Georgia Democratic Senate candidate Rev. Raphael Warnock is coming under fire for serious incidents at a summer camp he ran in Maryland, including his own arrest for impeding a child abuse investigation.

Warnock, a pastor at Atlanta’s Ebenezer Baptist Church since 2005, previously worked for five years as pastor of a Baltimore church whose camp was plagued with abuse and health code violations.

In 2002, Warnock and a colleague were arrested for interfering with a police investigation of abuse claims.

Warnock, then 33, was taken away in handcuffs after he interrupted a police interview with a camp counselor about possible abuse and blocked a camper from directing officers to other witnesses, according to a resurfaced Baltimore Sun article.

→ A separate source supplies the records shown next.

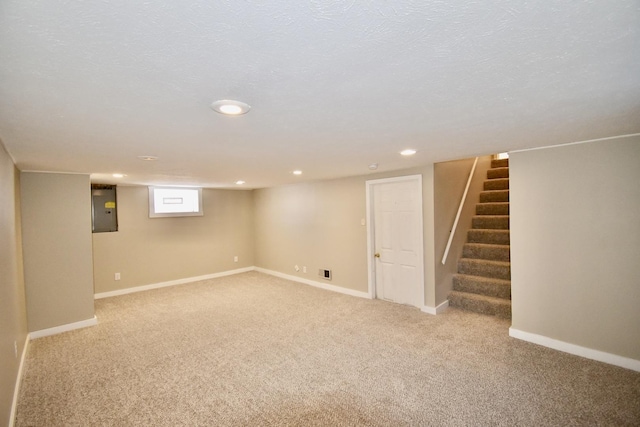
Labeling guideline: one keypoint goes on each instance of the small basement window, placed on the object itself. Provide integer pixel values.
(172, 201)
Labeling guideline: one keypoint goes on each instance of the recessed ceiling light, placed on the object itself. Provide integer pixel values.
(230, 107)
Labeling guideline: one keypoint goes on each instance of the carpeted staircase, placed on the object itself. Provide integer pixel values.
(483, 282)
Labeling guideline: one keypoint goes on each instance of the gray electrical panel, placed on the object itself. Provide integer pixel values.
(103, 208)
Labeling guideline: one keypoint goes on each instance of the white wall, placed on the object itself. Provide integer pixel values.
(575, 245)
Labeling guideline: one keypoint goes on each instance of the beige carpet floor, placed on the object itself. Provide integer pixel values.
(254, 350)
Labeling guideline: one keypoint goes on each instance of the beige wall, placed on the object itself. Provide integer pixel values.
(56, 230)
(13, 314)
(450, 180)
(148, 251)
(575, 244)
(318, 225)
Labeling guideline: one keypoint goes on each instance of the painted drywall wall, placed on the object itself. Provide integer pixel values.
(575, 242)
(319, 225)
(56, 230)
(450, 180)
(147, 251)
(13, 311)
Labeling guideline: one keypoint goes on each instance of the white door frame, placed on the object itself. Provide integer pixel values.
(371, 265)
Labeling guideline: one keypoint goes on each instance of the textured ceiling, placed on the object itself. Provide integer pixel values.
(334, 85)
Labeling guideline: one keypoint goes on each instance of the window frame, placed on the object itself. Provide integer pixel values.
(152, 198)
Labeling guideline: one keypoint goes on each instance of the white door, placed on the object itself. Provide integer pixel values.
(396, 243)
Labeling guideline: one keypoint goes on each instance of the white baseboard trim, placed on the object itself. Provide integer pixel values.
(577, 350)
(441, 308)
(63, 328)
(170, 283)
(313, 283)
(16, 390)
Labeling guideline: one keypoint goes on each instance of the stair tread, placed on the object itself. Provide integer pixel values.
(484, 279)
(487, 245)
(485, 261)
(478, 297)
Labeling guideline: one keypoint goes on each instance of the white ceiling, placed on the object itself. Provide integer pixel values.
(87, 86)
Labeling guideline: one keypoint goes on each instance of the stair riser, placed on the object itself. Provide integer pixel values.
(498, 173)
(491, 237)
(494, 196)
(484, 268)
(493, 253)
(492, 208)
(502, 163)
(496, 184)
(483, 307)
(490, 222)
(474, 285)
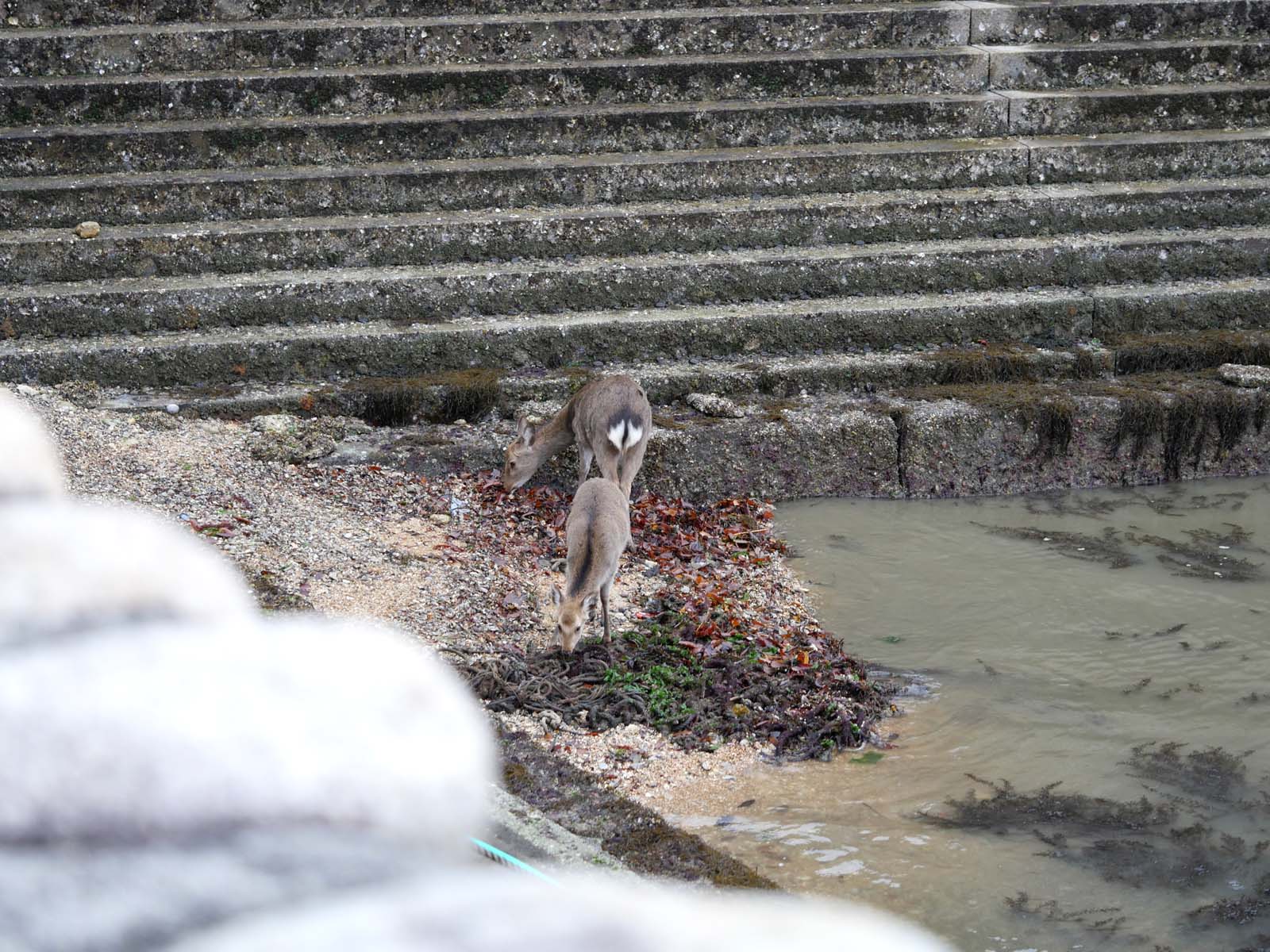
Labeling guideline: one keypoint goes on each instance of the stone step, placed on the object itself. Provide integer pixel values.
(419, 89)
(1110, 21)
(38, 255)
(330, 352)
(483, 38)
(1009, 21)
(664, 79)
(84, 13)
(1138, 109)
(391, 188)
(749, 378)
(1130, 63)
(173, 146)
(444, 294)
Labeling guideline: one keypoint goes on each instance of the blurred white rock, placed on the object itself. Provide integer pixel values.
(71, 566)
(29, 465)
(498, 911)
(169, 731)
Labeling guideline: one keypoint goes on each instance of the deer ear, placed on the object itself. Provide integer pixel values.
(525, 429)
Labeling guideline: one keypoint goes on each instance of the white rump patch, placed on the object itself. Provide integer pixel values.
(625, 435)
(616, 433)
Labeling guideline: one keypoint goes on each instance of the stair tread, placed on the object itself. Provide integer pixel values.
(822, 202)
(179, 340)
(348, 71)
(740, 12)
(664, 259)
(198, 177)
(578, 112)
(459, 116)
(483, 67)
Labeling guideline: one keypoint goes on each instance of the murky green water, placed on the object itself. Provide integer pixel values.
(1041, 668)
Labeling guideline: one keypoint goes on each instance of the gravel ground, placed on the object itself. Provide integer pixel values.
(366, 539)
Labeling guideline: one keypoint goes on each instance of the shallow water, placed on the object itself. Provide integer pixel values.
(1038, 664)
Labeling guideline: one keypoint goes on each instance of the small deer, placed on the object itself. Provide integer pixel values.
(610, 420)
(597, 531)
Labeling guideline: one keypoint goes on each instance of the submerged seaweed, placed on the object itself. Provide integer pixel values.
(1105, 549)
(1007, 806)
(1212, 774)
(1200, 559)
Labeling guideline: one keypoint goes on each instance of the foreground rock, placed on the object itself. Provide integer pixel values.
(1245, 374)
(175, 781)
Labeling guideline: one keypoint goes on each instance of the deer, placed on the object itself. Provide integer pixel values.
(610, 419)
(597, 531)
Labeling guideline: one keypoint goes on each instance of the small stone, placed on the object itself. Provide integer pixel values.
(714, 405)
(1240, 374)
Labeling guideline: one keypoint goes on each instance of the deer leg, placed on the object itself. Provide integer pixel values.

About a year later, Camp Farthest Out in rural Carroll County was shut down by the Maryland Department of Health, which refused to issue a certificate to operate due to a poor health inspection that found 11 violations and the fact that the camp failed to report five findings of child abuse or neglect after an investigation by the Department of Social Services into camp director Brian Carter, the Washington Free Beacon reports.

Health violations reportedly included inadequate lifeguard coverage at the camp’s pool, lack of CPR certifications, insufficient camper health information, not doing background checks on staff, and lack of approval for plumbing or electrical systems.

In a 2003 deal with the state to reopen Camp Farthest Out, the church agreed to fire Carter and two subordinates. Camp Farthest Out lawyer Paul Shelton said the camp’s leadership was unaware of the abuse findings against Carter.

Camp Furthest Out logo

Warnock’s campaign did not immediately respond to a request for comment.

The Senate candidate said in 2002 that his efforts to disrupt police interviews at the camp were reasonable.

“It’s just unfortunate that our children had to see their pastors carried away in handcuffs,” Warnock said. “My concern simply had to do with the presence of counsel.”

But State Trooper Diane Barry told the Sun, “I’ve never encountered resistance like that at all.”

The Free Beacon reports that Warnock left Baltimore’s Douglas Memorial Community Church at around the time a lawsuit filed in 2003 was settled. The subject of the lawsuit is unknown and case records are missing, state officials told the paper.

The political content of Warnock’s sermons — including that the US must “repent for its worship of whiteness” — has been a focus of Republican criticism ahead of a Jan. 5 runoff election against Sen. Kelly Loeffler.

Control of the Senate hinges on that race and another Georgia runoff between Republican Sen. David Perdue and Democratic challenger Jon Ossoff.